A recent breakthrough was the discovery that mutant p53 undergoes aggregation in a very similar way to that observed with other amyloid proteins [11,25,27], playing a crucial role in the development of cancer through loss of p53 function, a dominance-negative effect and gain of oncogenic function. Compounds and peptides that have been described to inhibit mutant p53 aggregation also lead to a decline on tumor proliferation and migration. Thus, the misfolded and aggregated states of mutant p53 have become highly promising targets for the development of novel therapeutic strategies against cancer [11].

On the other hand, although much has already been accomplished, there is still much to achieve, especially on the development of synthetic methods to reach the promising molecules. In addition, the use of computational approaches along with in vitro experiments will aid in the design of new drugs [205,206,207,208]. For instance, Lukman and coworkers have demonstrated by simulations how loop 1 of p53 DNA binding domain is the most dynamic segment among the DNA-contacting loops and how it can be used as a potential target [205].
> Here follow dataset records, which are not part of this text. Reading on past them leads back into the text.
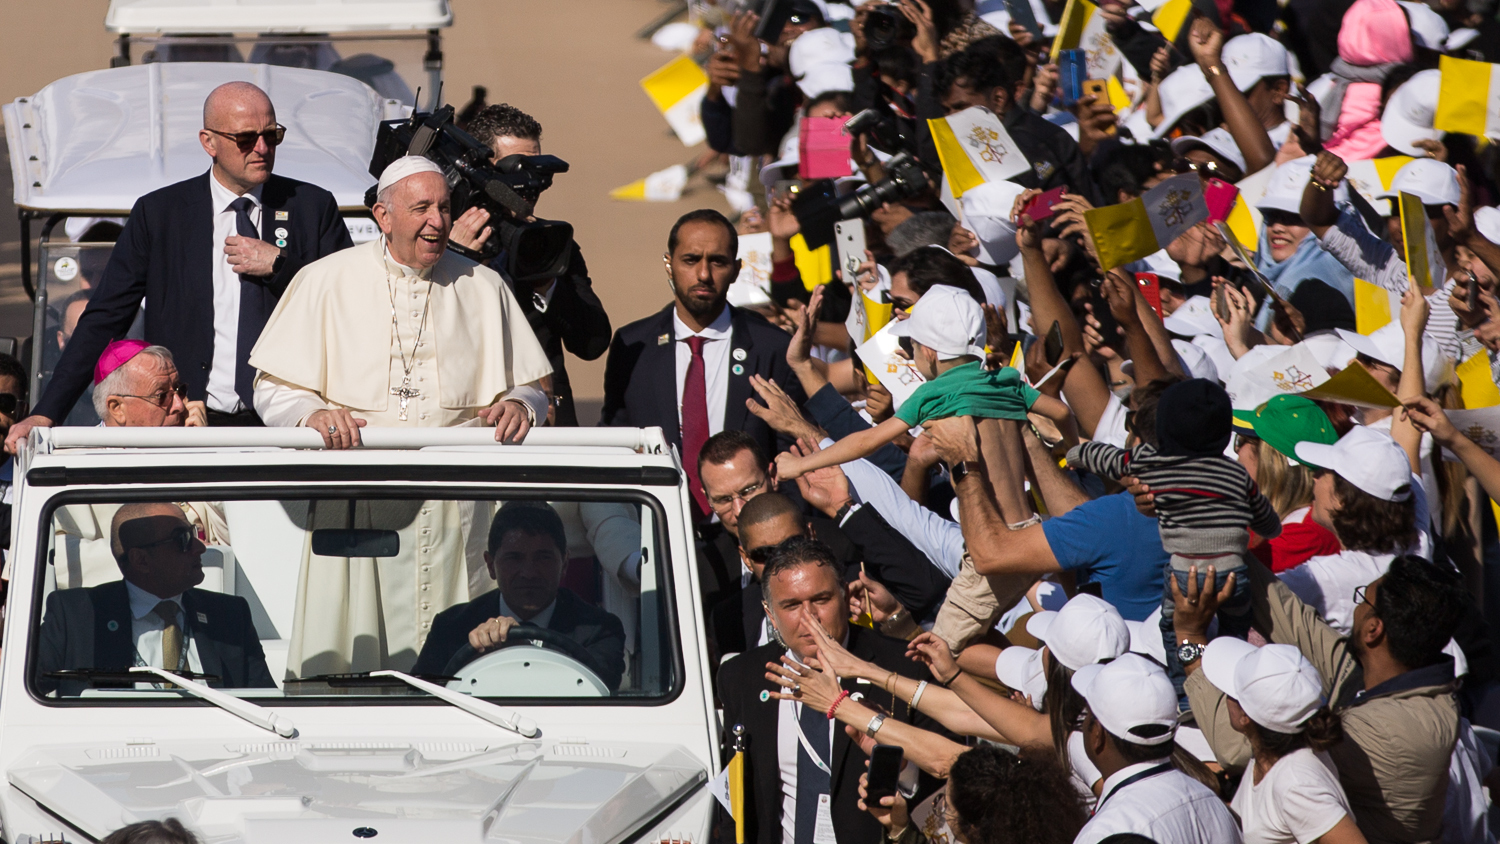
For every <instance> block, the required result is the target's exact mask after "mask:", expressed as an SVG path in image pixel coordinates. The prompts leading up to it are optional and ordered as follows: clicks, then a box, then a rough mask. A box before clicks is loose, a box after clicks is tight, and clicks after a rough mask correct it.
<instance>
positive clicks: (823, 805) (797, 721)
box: [792, 702, 837, 844]
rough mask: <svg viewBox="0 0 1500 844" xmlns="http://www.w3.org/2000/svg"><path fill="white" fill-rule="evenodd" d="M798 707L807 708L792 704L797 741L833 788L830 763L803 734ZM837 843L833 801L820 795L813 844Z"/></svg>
mask: <svg viewBox="0 0 1500 844" xmlns="http://www.w3.org/2000/svg"><path fill="white" fill-rule="evenodd" d="M798 706H807V705H805V703H798V702H792V715H793V718H792V724H793V726H795V727H796V741H798V742H801V745H802V751H805V753H807V756H808V757H810V759H811V760H813V765H816V766H817V769H819V771H822V772H823V774H826V775H828V781H829V786H831V784H832V777H834V772H832V768H829V766H828V763H826V762H823V757H822V754H820V753H817V751H816V750H813V742H811V741H808V738H807V733H804V732H802V720H801V718H799V717H798V715H801V712H799V711H798V709H796V708H798ZM832 733H834V732H832V730H831V729H829V730H828V745H829V747H828V759H829V760H832V739H834V735H832ZM835 841H837V840H835V837H834V816H832V799H831V798H829V796H828V795H826V793H823V795H817V823H816V825H814V826H813V844H835Z"/></svg>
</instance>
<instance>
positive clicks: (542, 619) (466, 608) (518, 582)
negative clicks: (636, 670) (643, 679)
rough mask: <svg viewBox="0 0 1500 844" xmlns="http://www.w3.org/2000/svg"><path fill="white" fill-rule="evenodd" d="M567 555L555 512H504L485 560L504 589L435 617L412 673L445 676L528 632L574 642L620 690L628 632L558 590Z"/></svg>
mask: <svg viewBox="0 0 1500 844" xmlns="http://www.w3.org/2000/svg"><path fill="white" fill-rule="evenodd" d="M565 555H567V532H565V531H564V528H562V519H561V517H559V516H558V514H556V511H555V510H552V507H550V505H547V504H544V502H532V501H513V502H510V504H505V505H504V507H501V508H499V511H498V513H496V514H495V520H493V522H492V523H490V526H489V550H486V552H484V565H486V567H489V576H490V577H493V579H495V580H496V582H498V583H499V589H492V591H489V592H486V594H483V595H480V597H478V598H474V600H472V601H469V603H466V604H458V606H455V607H449V609H446V610H443V612H441V613H438V615H437V618H434V619H432V633H429V634H428V640H426V643H425V645H423V646H422V654H420V655H419V657H417V664H416V666H414V667H413V669H411V670H413V673H417V675H443V673H446V670H449V669H450V666H449V661H450V660H453V657H455V655H456V654H458V652H459V651H460V649H462V648H463V645H471V646H472V648H474V651H475V652H478V654H484V652H487V651H495V649H498V648H502V646H504V645H505V642H507V639H508V636H510V631H511V628H514V627H516V625H517V624H525V625H531V627H540V628H546V630H550V631H555V633H559V634H562V636H564V637H565V639H570V640H573V642H576V643H577V645H579V646H580V649H582V651H580V654H579V655H583V654H586V657H589V658H588V660H579V661H580V663H583V664H585V667H588V669H589V670H591V672H594V673H595V675H598V679H600V681H603V682H604V685H607V687H609V690H610V691H615V690H618V688H619V679H621V676H622V675H624V672H625V628H624V625H621V624H619V619H618V618H615V616H613V615H610V613H607V612H604V610H601V609H598V607H594V606H591V604H586V603H583V600H582V598H579V597H577V595H574V594H573V592H570V591H568V589H565V588H561V586H559V583H561V580H562V568H564V565H565V562H567V556H565ZM562 652H564V654H568V655H570V657H573V655H574V654H570V652H567V651H562ZM458 667H459V666H453V667H452V669H453V670H458Z"/></svg>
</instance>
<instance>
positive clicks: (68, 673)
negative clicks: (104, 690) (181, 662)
mask: <svg viewBox="0 0 1500 844" xmlns="http://www.w3.org/2000/svg"><path fill="white" fill-rule="evenodd" d="M42 676H43V678H49V679H54V681H87V682H89V684H90V685H99V684H120V685H135V684H138V682H141V678H138V676H135V675H133V673H130V672H127V670H118V669H58V670H55V672H46V673H45V675H42ZM180 676H183V678H187V679H190V681H219V679H223V678H220V676H219V675H199V673H196V672H180Z"/></svg>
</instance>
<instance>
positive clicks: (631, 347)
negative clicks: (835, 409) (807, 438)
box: [598, 304, 807, 457]
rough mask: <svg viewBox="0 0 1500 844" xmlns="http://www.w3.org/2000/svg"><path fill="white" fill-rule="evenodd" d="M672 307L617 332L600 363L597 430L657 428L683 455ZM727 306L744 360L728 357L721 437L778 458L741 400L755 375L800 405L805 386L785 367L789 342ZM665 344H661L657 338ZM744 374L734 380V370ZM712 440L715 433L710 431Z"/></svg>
mask: <svg viewBox="0 0 1500 844" xmlns="http://www.w3.org/2000/svg"><path fill="white" fill-rule="evenodd" d="M672 307H673V306H670V304H669V306H666V307H664V309H661V310H660V312H657V313H655V315H652V316H646V318H645V319H637V321H634V322H631V324H630V325H625V327H624V328H621V330H619V331H615V340H613V342H612V343H610V345H609V358H607V361H606V363H604V412H603V415H601V417H600V421H598V424H601V426H619V427H660V429H661V430H663V432H664V433H666V439H667V442H670V444H672V445H675V447H676V448H679V450H681V448H682V430H681V426H679V424H678V418H676V342H675V340H673V337H675V336H676V331H675V328H673V327H672ZM726 307H729V319H730V336H729V342H730V348H732V349H742V351H744V352H745V358H744V360H735V357H733V354H732V352H730V355H729V367H730V369H729V390H727V402H726V406H724V427H723V430H735V429H738V430H742V432H745V433H748V435H750V436H753V438H754V439H756V441H759V442H760V447H762V448H763V450H765V453H766V457H775V454H778V453H780V451H781V450H783V445H790V442H781V441H778V438H777V433H775V432H774V430H771V427H769V426H766V424H765V423H763V421H760V420H759V417H756V415H753V414H751V412H750V411H748V409H745V399H750V397H753V396H754V390H753V388H751V387H750V376H751V375H760V376H763V378H766V379H769V381H775V382H777V384H778V385H780V387H781V390H786V394H787V396H790V397H792V400H793V402H796V403H798V405H801V403H802V400H804V399H805V397H807V396H805V394H804V393H802V384H801V382H799V381H798V379H796V375H795V373H793V372H792V367H790V366H787V364H786V346H787V343H789V342H790V339H792V336H790V334H787V333H786V331H783V330H780V328H777V327H775V325H771V324H769V322H768V321H766V319H765V318H763V316H760V315H759V313H754V312H750V310H741V309H738V307H735V306H732V304H730V306H726ZM663 334H664V336H666V337H667V342H664V343H661V342H658V340H660V337H661V336H663ZM735 366H739V367H742V372H739V373H738V375H736V373H735V370H733V367H735ZM714 433H717V432H714Z"/></svg>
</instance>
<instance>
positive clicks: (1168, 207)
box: [1161, 189, 1193, 226]
mask: <svg viewBox="0 0 1500 844" xmlns="http://www.w3.org/2000/svg"><path fill="white" fill-rule="evenodd" d="M1191 196H1193V193H1190V192H1187V190H1176V189H1175V190H1167V196H1166V198H1164V199H1163V201H1161V220H1163V222H1164V223H1167V225H1169V226H1175V225H1181V223H1182V220H1185V219H1188V211H1191V210H1193V202H1190V198H1191Z"/></svg>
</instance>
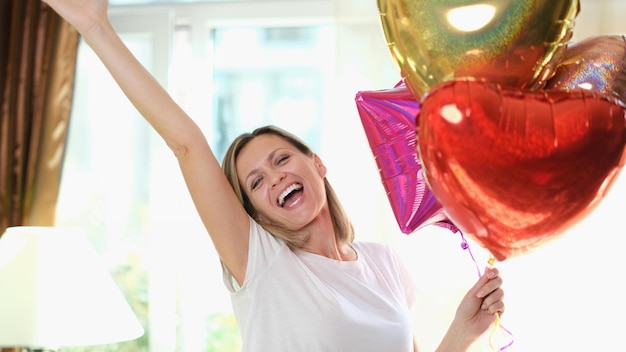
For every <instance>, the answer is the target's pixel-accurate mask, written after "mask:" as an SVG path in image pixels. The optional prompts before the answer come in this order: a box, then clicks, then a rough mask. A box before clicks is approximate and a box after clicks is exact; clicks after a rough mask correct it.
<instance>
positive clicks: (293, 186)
mask: <svg viewBox="0 0 626 352" xmlns="http://www.w3.org/2000/svg"><path fill="white" fill-rule="evenodd" d="M300 193H302V185H301V184H299V183H294V184H292V185H291V186H289V187H287V189H285V190H284V191H283V193H281V194H280V196H278V206H279V207H281V208H282V207H284V206H285V204H287V203H289V201H290V200H292V201H293V202H294V203H295V202H296V201H297V200H298V197H296V195H297V194H300Z"/></svg>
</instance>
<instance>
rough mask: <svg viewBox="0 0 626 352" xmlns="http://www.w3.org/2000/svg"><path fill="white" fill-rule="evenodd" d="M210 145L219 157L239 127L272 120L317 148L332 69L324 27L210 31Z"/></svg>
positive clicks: (226, 29)
mask: <svg viewBox="0 0 626 352" xmlns="http://www.w3.org/2000/svg"><path fill="white" fill-rule="evenodd" d="M213 44H214V47H213V50H211V52H213V53H214V57H213V65H214V67H213V78H214V82H213V84H214V98H213V99H214V104H213V107H214V120H213V128H214V131H215V136H216V139H215V141H213V148H214V149H215V152H216V154H217V156H218V158H219V159H220V160H221V158H222V157H223V154H224V153H225V151H226V148H227V147H228V145H229V143H230V142H231V141H232V140H233V139H234V138H235V137H236V136H237V135H239V134H240V133H242V132H250V131H251V130H252V129H254V128H256V127H260V126H262V125H266V124H273V125H277V126H279V127H282V128H285V129H287V130H288V131H290V132H292V133H295V134H296V135H298V136H299V137H301V138H303V139H305V140H306V141H307V142H309V143H310V144H311V146H312V147H313V149H314V150H318V149H319V148H318V147H319V146H318V144H319V143H320V138H321V126H322V123H321V120H322V111H323V110H324V96H323V92H324V86H325V84H326V77H328V75H329V74H330V73H331V72H332V65H331V64H330V63H331V62H332V60H330V59H331V57H332V52H333V50H332V48H333V41H332V32H331V29H330V28H329V27H323V26H319V27H237V28H218V29H215V30H214V31H213Z"/></svg>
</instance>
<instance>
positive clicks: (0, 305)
mask: <svg viewBox="0 0 626 352" xmlns="http://www.w3.org/2000/svg"><path fill="white" fill-rule="evenodd" d="M143 332H144V330H143V327H142V326H141V324H140V322H139V320H138V319H137V317H136V316H135V314H134V312H133V311H132V309H131V308H130V306H129V305H128V302H126V299H125V298H124V296H123V294H122V293H121V291H120V290H119V288H118V287H117V285H116V284H115V282H114V281H113V278H112V277H111V276H110V275H109V273H108V272H107V271H106V269H105V268H104V266H103V265H102V263H101V261H100V259H99V257H98V255H97V254H96V252H95V250H94V249H93V247H92V246H91V244H90V243H89V241H88V240H87V238H86V236H84V234H83V233H82V232H80V231H78V230H74V229H64V228H56V227H41V226H22V227H10V228H8V229H7V230H6V232H5V233H4V235H3V236H2V237H1V238H0V346H5V347H9V346H15V347H18V346H20V347H31V348H58V347H66V346H89V345H102V344H108V343H114V342H120V341H127V340H134V339H136V338H138V337H140V336H142V335H143Z"/></svg>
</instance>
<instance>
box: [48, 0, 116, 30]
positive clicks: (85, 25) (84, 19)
mask: <svg viewBox="0 0 626 352" xmlns="http://www.w3.org/2000/svg"><path fill="white" fill-rule="evenodd" d="M42 1H43V2H45V3H47V4H48V5H49V6H50V7H52V9H53V10H54V11H55V12H56V13H58V14H59V15H60V16H61V17H63V18H64V19H65V20H66V21H68V22H69V23H70V24H71V25H72V26H74V28H76V30H78V32H80V33H81V34H85V33H87V32H88V31H89V30H90V29H91V28H92V27H93V26H94V24H96V23H98V22H100V21H106V20H107V18H108V17H107V15H108V7H109V4H108V0H42Z"/></svg>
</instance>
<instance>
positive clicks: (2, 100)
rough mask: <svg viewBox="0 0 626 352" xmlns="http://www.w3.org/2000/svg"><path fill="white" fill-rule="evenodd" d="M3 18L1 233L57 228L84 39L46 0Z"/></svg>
mask: <svg viewBox="0 0 626 352" xmlns="http://www.w3.org/2000/svg"><path fill="white" fill-rule="evenodd" d="M0 13H1V14H0V48H2V50H1V51H0V99H1V100H0V107H1V110H0V235H1V234H2V233H4V230H5V229H6V227H8V226H19V225H42V226H43V225H53V224H54V218H55V209H56V199H57V195H58V185H59V179H60V175H61V165H62V159H63V154H64V147H65V139H66V135H67V127H68V122H69V114H70V106H71V99H72V93H73V82H74V72H75V67H76V55H77V50H78V40H79V34H78V32H76V31H75V30H74V29H73V28H72V27H71V26H70V25H69V24H68V23H67V22H65V21H64V20H63V19H61V18H60V17H59V16H58V15H57V14H56V13H55V12H54V11H52V10H51V9H50V8H49V7H48V6H47V5H46V4H44V3H43V2H41V1H40V0H5V1H2V4H1V5H0Z"/></svg>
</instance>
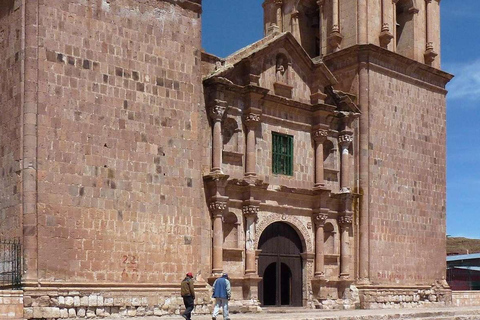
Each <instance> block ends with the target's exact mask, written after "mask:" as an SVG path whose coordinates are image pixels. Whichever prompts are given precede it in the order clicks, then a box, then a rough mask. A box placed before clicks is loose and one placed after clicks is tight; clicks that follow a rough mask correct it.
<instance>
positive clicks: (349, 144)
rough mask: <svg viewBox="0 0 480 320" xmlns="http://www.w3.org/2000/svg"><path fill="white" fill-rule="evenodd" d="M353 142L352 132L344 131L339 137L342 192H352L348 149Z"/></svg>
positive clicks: (338, 139)
mask: <svg viewBox="0 0 480 320" xmlns="http://www.w3.org/2000/svg"><path fill="white" fill-rule="evenodd" d="M352 141H353V134H352V132H351V131H342V132H341V133H340V136H339V137H338V143H339V145H340V147H341V149H342V158H341V171H340V191H341V192H350V159H349V152H348V147H349V146H350V144H351V143H352Z"/></svg>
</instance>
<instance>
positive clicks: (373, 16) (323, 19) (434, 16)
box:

The molecules tested so far have not yet reached the market and the effects can still be improved in terms of lower toxicity to normal cells, potency and affinity to targets. Also, many of the papers discussed in this review still employ outdated stoichiometric methods, toxic solvents and harsh reaction conditions, and such approaches can be easily substituted by greener ones. However, the growing awareness regarding environmental issues in the last few years have generated a change in the design of synthetic methods, which lead us to believe that this pressing change will come in due time.